World confectionery bodies and companies join together supporting cocoa communities affected by coronavirus

A total of 30 companies and organisations including global confectionery groups have joined together to donate $835,000 for cocoa farmers during the coronavirus pandemic through supporting government emergency plans in West Africa, Asia, and Latin America.

The combined initiative has been co-ordinated by Caobisco, the chocolate, biscuit and confectionery industries of Europe, German confectionery association BDSI, the European Cocoa Association (ECA), the Federation of Cocoa Commerce (FCC) and the World Cocoa Foundation.

According to the combined group, the majority of the funds will be donated to Ivory Coast and Ghana, which represent two thirds of the cocoa sector.
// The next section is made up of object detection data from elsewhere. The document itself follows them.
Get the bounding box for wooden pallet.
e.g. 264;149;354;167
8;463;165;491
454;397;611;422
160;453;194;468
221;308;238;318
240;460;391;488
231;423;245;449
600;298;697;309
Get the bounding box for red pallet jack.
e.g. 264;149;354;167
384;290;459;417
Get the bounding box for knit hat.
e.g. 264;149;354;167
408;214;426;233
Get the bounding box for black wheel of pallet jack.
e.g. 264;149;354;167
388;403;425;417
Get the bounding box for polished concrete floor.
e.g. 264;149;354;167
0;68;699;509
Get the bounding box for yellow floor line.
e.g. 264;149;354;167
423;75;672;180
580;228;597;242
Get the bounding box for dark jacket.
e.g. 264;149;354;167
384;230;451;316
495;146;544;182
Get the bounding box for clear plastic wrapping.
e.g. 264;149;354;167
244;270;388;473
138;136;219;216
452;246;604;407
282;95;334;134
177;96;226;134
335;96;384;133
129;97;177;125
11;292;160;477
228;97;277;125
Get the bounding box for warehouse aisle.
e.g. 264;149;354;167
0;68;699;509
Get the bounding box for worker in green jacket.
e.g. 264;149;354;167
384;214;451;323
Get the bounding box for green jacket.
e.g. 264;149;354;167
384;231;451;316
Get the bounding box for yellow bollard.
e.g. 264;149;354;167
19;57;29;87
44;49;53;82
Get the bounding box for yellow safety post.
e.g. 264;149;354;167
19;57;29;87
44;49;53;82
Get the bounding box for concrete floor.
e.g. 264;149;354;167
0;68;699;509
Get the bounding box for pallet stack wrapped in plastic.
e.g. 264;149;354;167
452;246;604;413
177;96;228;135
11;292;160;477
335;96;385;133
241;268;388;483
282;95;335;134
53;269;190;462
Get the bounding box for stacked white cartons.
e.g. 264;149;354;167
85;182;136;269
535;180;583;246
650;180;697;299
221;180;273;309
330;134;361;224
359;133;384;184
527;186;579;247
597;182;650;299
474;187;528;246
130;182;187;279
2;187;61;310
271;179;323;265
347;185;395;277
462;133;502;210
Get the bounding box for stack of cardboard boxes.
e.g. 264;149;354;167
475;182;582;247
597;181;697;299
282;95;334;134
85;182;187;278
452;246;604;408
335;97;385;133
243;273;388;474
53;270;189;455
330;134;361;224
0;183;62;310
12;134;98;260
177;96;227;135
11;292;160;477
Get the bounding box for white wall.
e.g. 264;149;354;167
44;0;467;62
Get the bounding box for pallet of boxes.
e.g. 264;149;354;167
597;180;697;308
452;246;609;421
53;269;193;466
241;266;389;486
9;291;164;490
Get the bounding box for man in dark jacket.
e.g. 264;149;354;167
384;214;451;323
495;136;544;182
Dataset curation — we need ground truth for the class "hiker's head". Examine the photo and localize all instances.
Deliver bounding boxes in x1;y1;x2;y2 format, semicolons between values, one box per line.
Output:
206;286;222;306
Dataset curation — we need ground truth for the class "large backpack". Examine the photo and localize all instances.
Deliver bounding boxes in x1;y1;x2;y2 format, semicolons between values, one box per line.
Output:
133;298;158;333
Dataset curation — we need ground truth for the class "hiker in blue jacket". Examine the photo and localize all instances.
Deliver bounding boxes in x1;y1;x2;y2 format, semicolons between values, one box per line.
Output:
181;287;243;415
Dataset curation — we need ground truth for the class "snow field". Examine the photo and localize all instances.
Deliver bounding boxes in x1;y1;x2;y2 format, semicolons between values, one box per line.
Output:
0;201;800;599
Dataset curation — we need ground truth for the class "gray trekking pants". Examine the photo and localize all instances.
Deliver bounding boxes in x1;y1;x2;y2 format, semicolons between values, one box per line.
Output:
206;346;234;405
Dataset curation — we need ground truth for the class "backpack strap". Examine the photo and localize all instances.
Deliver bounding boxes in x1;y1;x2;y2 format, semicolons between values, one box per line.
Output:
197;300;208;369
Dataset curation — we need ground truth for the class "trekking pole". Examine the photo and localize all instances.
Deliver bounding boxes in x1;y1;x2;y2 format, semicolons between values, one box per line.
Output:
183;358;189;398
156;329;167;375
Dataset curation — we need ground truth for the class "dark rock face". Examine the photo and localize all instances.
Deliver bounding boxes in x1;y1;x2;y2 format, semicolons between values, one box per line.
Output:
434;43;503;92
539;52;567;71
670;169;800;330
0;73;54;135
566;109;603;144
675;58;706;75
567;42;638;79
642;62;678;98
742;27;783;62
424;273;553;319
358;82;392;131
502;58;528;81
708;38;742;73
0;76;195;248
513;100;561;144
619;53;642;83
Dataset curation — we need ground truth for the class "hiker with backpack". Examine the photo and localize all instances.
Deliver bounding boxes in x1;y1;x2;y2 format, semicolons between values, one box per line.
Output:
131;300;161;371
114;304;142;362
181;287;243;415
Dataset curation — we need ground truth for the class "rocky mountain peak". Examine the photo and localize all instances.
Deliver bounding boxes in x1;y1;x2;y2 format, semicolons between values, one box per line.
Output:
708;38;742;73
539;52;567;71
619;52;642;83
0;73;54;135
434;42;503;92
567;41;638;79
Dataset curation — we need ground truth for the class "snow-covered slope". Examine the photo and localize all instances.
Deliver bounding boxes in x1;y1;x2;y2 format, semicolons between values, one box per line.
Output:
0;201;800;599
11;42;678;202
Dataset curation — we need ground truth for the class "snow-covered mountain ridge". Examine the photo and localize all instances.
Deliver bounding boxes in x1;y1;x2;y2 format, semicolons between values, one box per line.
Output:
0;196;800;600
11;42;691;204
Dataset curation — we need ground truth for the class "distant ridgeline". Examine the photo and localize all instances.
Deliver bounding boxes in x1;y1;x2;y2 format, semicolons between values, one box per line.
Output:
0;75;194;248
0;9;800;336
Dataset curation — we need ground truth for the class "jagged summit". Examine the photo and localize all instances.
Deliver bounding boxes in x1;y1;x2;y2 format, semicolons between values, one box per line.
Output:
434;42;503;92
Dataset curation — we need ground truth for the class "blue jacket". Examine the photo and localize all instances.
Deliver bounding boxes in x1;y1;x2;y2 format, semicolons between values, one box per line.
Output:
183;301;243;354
It will also support health efforts in other major origin countries, including Brazil, Cameroon, Ecuador and Indonesia.

Funding from this combined donation  is in addition to numerous individual business contributions towards tackling the global outbreak of covid-19, which observers have highlighted as having potentially devastating effects within less developed communities that have more limited access to health facilities.

Among those participating in the latest venture are cocoa firm Altinmarka, the Association of the German Confectionery Industry (BDSI), August Storck KG, Barry Callebaut, Blommer Chocolate Company, Cargill Cocoa and Chocolate, Carletti, Cémoi, Clasen Quality Chocolate, CWT Europe B.V, ECOM, Ezaki Glico Co., Ltd., Fine Chocolate Industry Association (FCIA), German Initiative on Sustainable Cocoa (GISCO), GCB Cocoa, Guittard Chocolate, Intercontinental Exchange, JB Cocoa, Lindt & Sprüngli, Luker Chocolate, Mars Wrigley, Mondelēz International, Nestlé, Olam Cocoa, Pit Süßwaren/Becks Cocoa, Ritter Sport, Seattle Chocolate, the Swiss Foundation of the Cocoa and Chocolate Industry, SUCDEN Cocoa, The Hershey Company, Touton S.A., Whittaker’s, and WCF.

The resources will be directed to leading international relief organisations operating in line with priorities set by the national governments, including CARE, International Federation of Red Cross and Red Crescent Societies, and Lutheran World Relief.

“This is a demonstration of the goodwill that can come from the global cocoa and chocolate industry in rallying to provide support to the farmers in cocoa producer countries,” said Joseph Boahen Aidoo, the Chief Executive of the Ghana Cocoa Board. “Some critical steps have already been taken to support cocoa communities in Ghana, however, working with industry, we will do whatever we can to ensure that the farmers have up-to-date information and the means to protect themselves and their families.”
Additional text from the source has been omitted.